Does your research connect back to the courses you are taking?
Yes. It connects generally to English and GWST topics, as well as to my plans for the future. I am applying for a Fulbright Scholarship to study the intersections of gender and writing in Peru and I want to study gender and writing in grad school. This URA project has been an invaluable experience and opportunity.

What else are you involved in on campus?
The Humanities Scholars Program, Women Involved in Learning and Leadership (WILL), Gender and Women's Studies Coordinating Committee

What are your plans for after UMBC? Do you plan to do anything that builds on your research?
I hope to win a Fulbright to do research abroad. If that does not work out I want to find another way to spend time abroad, improving my Spanish and experiencing another culture. Ultimately I want to pursue graduate school and my Ph.D., and teach Literature and Women's Studies at the college level.

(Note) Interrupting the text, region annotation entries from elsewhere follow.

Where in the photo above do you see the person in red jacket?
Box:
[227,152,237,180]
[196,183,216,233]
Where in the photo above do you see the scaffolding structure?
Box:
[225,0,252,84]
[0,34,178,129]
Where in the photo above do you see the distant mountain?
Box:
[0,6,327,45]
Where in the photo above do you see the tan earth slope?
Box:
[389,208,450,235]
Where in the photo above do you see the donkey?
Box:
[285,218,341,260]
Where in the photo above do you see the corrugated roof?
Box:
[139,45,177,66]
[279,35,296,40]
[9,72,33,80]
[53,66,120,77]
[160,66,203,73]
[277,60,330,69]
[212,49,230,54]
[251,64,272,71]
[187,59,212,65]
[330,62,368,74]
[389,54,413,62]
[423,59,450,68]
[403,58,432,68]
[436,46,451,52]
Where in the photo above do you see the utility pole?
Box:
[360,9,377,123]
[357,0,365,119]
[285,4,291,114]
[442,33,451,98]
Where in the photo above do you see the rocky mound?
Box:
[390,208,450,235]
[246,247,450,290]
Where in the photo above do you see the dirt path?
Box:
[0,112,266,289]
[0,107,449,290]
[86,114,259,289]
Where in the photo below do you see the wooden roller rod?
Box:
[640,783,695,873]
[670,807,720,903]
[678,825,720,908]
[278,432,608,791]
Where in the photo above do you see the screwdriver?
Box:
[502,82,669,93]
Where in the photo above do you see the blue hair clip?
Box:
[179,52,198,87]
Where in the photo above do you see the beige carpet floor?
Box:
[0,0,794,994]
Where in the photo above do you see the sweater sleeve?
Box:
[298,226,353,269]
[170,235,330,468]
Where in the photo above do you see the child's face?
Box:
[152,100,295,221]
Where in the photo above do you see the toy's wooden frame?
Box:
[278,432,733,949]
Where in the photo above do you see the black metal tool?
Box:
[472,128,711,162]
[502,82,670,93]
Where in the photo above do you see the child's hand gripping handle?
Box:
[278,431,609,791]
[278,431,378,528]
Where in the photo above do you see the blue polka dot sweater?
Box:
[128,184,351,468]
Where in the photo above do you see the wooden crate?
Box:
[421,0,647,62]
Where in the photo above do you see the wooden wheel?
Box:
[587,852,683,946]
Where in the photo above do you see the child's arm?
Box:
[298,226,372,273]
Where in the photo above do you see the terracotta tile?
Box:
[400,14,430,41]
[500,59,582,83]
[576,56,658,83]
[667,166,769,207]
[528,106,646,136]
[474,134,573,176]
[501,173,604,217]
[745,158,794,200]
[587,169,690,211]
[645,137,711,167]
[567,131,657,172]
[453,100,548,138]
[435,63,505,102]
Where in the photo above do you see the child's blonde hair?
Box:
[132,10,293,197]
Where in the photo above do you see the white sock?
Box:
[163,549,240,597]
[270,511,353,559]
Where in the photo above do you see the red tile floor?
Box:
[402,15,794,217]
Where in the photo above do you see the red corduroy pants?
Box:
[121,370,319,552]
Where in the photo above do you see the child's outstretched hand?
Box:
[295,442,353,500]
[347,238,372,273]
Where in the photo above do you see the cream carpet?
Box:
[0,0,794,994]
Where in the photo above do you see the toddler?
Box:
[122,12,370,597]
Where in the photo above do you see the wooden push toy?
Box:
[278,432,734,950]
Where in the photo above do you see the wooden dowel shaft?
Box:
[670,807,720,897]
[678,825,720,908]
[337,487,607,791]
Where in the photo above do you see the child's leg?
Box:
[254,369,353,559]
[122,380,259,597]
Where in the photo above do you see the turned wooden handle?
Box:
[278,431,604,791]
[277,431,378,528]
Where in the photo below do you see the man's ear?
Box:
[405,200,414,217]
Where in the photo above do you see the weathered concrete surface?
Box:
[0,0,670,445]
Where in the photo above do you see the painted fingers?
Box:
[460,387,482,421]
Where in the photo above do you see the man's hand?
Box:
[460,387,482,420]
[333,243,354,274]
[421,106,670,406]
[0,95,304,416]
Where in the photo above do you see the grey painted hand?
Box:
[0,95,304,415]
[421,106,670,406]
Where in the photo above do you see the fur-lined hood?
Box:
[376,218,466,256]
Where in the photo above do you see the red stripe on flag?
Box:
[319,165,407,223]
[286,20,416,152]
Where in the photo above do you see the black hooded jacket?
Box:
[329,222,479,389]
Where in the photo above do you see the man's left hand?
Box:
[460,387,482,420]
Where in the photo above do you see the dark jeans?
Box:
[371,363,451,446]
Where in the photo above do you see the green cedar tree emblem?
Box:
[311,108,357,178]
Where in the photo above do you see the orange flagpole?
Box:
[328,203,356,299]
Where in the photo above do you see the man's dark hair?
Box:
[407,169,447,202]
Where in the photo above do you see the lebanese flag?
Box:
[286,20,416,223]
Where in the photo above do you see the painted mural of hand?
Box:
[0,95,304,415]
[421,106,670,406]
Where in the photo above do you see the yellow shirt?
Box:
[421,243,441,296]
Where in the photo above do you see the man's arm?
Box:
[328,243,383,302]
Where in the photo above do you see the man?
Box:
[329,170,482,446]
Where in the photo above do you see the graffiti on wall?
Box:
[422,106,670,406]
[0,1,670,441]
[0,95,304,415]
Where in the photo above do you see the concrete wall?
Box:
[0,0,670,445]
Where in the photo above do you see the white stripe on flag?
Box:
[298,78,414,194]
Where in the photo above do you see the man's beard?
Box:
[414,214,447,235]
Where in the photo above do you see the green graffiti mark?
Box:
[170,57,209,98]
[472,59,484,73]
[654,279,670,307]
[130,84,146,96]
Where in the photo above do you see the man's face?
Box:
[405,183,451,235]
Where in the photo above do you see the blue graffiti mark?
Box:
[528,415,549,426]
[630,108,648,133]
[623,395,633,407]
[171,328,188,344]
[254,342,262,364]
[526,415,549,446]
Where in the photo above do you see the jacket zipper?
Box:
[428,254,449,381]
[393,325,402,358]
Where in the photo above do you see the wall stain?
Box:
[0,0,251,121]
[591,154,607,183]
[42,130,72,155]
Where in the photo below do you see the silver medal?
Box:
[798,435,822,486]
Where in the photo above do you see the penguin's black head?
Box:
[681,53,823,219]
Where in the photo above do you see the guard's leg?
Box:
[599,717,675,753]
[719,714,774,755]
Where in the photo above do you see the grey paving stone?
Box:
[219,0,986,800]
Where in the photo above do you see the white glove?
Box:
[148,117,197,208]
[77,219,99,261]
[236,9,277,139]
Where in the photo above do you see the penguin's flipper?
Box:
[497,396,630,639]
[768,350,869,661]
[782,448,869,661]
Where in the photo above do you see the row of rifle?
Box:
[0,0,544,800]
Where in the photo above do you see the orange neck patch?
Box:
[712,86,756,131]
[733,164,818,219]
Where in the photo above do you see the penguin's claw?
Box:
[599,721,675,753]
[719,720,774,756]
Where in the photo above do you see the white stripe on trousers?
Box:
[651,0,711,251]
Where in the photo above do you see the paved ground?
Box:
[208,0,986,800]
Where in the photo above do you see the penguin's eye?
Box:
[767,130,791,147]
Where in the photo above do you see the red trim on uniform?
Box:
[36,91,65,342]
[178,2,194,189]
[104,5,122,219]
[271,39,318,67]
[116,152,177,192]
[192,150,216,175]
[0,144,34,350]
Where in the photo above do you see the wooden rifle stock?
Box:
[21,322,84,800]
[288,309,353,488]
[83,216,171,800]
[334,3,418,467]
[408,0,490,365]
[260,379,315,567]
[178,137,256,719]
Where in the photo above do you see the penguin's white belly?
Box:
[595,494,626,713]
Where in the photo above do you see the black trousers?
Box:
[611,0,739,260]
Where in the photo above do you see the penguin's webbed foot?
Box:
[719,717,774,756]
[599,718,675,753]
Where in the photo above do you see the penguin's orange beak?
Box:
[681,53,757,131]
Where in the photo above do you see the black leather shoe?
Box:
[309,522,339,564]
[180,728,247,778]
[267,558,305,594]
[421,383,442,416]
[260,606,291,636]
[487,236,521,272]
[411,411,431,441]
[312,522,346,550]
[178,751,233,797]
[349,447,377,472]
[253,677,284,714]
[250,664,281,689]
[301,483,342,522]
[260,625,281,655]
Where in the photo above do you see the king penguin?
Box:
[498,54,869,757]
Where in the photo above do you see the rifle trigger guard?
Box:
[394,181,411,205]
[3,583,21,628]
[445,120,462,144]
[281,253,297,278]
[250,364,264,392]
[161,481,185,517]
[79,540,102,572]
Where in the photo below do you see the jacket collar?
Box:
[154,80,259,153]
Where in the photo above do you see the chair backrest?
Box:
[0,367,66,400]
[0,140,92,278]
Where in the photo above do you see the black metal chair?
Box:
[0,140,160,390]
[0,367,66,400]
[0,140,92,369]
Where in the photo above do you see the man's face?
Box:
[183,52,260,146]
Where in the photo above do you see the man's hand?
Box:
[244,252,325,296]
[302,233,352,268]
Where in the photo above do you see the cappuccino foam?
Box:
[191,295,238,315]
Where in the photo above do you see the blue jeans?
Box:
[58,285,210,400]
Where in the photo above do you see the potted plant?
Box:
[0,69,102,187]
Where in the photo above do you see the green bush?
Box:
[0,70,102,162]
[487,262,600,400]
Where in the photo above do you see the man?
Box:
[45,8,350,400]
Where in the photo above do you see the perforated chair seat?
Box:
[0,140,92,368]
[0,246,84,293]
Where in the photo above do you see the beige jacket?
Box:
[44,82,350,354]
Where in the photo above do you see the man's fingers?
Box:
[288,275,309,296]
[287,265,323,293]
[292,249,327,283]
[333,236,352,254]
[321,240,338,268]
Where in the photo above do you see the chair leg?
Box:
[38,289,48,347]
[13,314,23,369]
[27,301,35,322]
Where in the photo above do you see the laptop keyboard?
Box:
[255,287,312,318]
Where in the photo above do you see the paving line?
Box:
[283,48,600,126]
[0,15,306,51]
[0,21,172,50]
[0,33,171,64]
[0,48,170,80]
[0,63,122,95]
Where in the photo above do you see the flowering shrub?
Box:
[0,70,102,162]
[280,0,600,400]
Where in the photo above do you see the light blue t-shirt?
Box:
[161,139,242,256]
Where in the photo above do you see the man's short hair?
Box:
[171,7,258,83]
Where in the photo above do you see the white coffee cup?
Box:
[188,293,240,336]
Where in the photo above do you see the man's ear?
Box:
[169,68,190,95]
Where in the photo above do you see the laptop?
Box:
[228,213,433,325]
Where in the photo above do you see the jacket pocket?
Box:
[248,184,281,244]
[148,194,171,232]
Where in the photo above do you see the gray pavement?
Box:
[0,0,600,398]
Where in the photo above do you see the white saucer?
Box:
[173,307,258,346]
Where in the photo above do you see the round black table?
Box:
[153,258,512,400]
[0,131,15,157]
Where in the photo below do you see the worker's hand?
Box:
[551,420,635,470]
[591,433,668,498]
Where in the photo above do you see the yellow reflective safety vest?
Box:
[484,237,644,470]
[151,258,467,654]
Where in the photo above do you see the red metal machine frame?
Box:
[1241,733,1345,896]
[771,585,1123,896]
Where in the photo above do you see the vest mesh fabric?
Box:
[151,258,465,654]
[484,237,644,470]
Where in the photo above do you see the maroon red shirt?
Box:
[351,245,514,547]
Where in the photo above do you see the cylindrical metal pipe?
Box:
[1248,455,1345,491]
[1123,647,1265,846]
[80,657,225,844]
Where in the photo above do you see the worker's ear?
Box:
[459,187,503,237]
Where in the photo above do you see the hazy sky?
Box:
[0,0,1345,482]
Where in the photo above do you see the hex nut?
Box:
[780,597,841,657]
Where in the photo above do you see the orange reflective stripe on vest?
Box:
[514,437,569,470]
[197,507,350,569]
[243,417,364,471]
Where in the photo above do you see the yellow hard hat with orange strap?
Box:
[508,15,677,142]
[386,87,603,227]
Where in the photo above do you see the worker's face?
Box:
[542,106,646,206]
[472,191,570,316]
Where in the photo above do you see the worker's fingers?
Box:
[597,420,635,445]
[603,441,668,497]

What advice do you have for other undergraduate about the research opportunities at UMBC?
You CAN do research in your field and it can and should be something you are passionate about. Research doesn't have to be boring! Researching chick-lit has been hard work and fun because I am interested in the results. I used some of my URA grant to travel to a conference where I met other scholars researching chick-lit. It was a great experience! There is so much out there. Give the URA a shot if you have an idea of something you want to learn. Professors will be there to help you. It's a unique opportunity at UMBC, very valuable experience, and it sure looks good on your resume!